Dr Toh Han Chong, Senior Consultant,
Division of Medical Oncology, and Deputy Director,
National Cancer Centre Singapore (NCCS), a member of the
SingHealth group, shares more on the new cancer therapy.
Conventional treatment for cancer usually involves one or a combination of methods: surgery, chemotherapy and radiation as well as hormone therapy and targeted therapy.
A new cancer therapy has emerged that uses the patient's own immune system to destroy the cancer cells directly.
T-cells
Grown in the laboratory using a patient’s own blood, T-cells are gaining traction as an important form of immunotherapy. Dr Toh describes them as the body’s fighting soldiers. These T-cells can be engineered to become very sophisticated highly-trained soldiers that can be developed to target protein(s) on the cancer cells, grown to very large numbers, sometimes in the billions, to be then reintroduced to the patient to specifically attack the cancer existing in the body.
Dr Toh said several studies have shown dramatic success of one particular form of T-cell therapy, that of the chimeric antigen receptor (CAR) T-cell therapy, against leukaemia that has become resistant to conventional treatment. After getting this therapy, many patients with acute leukaemia, who had no other treatment options available to them, became completely cancer-free and have remained cancer-free for some years now.
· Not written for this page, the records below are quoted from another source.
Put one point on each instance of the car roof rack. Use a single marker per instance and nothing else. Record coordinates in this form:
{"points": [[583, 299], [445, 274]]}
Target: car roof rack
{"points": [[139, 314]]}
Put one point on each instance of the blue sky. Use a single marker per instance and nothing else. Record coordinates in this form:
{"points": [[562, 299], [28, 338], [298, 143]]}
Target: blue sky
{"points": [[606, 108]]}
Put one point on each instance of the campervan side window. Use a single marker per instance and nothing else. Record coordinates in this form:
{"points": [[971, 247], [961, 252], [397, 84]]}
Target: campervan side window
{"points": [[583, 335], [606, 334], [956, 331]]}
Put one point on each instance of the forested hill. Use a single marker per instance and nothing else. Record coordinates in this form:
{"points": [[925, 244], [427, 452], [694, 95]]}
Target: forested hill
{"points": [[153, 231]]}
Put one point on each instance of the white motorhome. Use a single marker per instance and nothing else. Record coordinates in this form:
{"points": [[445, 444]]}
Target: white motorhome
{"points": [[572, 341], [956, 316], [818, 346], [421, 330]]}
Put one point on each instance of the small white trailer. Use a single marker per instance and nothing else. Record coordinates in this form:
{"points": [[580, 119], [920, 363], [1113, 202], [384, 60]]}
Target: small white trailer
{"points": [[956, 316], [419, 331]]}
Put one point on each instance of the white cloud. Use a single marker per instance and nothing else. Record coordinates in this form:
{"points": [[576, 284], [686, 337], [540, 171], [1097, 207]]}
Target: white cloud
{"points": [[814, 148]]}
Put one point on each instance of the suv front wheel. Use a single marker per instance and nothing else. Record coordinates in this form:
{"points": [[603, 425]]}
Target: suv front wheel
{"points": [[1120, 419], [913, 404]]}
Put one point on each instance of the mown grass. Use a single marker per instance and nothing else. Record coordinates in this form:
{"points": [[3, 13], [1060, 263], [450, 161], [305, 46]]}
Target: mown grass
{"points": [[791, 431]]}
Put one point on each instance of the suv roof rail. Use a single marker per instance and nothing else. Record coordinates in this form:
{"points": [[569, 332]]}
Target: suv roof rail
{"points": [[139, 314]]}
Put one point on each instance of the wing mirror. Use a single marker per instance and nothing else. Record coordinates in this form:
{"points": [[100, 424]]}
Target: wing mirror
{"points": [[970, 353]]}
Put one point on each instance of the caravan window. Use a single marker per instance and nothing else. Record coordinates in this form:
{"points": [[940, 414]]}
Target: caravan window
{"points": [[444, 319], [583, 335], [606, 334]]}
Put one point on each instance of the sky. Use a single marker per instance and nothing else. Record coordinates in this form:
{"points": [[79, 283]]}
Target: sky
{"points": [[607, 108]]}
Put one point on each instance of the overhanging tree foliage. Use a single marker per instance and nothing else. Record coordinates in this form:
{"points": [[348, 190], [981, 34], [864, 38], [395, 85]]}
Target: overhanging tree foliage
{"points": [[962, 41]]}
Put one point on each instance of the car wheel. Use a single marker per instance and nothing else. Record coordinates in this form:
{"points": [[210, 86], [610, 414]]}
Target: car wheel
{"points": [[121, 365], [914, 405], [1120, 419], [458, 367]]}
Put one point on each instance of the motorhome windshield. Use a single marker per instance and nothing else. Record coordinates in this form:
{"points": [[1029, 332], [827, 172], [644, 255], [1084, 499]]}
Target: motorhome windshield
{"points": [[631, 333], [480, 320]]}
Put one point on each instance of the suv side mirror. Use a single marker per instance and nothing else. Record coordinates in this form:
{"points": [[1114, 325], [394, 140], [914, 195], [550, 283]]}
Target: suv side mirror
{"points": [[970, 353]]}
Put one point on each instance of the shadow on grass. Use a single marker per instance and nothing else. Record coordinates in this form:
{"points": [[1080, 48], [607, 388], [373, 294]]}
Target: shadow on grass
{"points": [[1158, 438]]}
However, it is not yet clear if they have all been cured. Still, CAR T-cell therapy is being hailed as a major breakthrough in the treatment of leukaemia. Dr Toh’s own study group has been working on harnessing the body’s own T-cells and re-engineering them to attack viral proteins on virally-driven cancers such as nasopharyngeal cancer.
Antibodies
Antibodies are like guided missiles, homing in on cancer cells or the surrounding immune cells to effect their function of containing the cancer. They can either directly kill cancer cells or activate a patient’s immune system to fight the cancer. “New types of antibodies that activate the immune system to fight cancer (anti-PD1 and anti-PDL1) have been especially successful in melanoma (skin cancer) treatment. They are also looking exciting for lung cancer, Hodgkin’s lymphoma and other cancers such as bladder and gastric cancers,” said Dr Toh.
Cytokines
These signalling proteins produced by white blood cells help the immune system to recognise and destroy cancer cells. They include interferons, which help the immune system boost the ability of certain immune cells to attack cancer cells and slow their growth, and interleukins, which help those immune cells grow and divide more quickly in order to destroy the cancer.
Putting immunotherapy into perspective, Dr Toh said that like other treatments, it works well on some cancers and not others, and that even within a particular cancer, it works well for some patients and not others. The field is still evolving; globally, tremendous resources are now being poured in to assess the true benefit of different kinds of cancer immunotherapy on many types of cancer.
“Chemotherapy treatment goes back over 60 years and is a cornerstone in the treatment of many types of cancer. With radiotherapy, there’s going to be increasingly more accurate radiation therapy technology, and radiotherapy will undoubtedly continue to be a pillar in cancer therapy. So too for surgery which in many cases, is the crucial mode of treatment to eradicate cancer. These remain the standard bearers of cancer treatment, as well as targeted therapy and hormone therapy for some cancers. And now, we can add immunotherapy to the list.”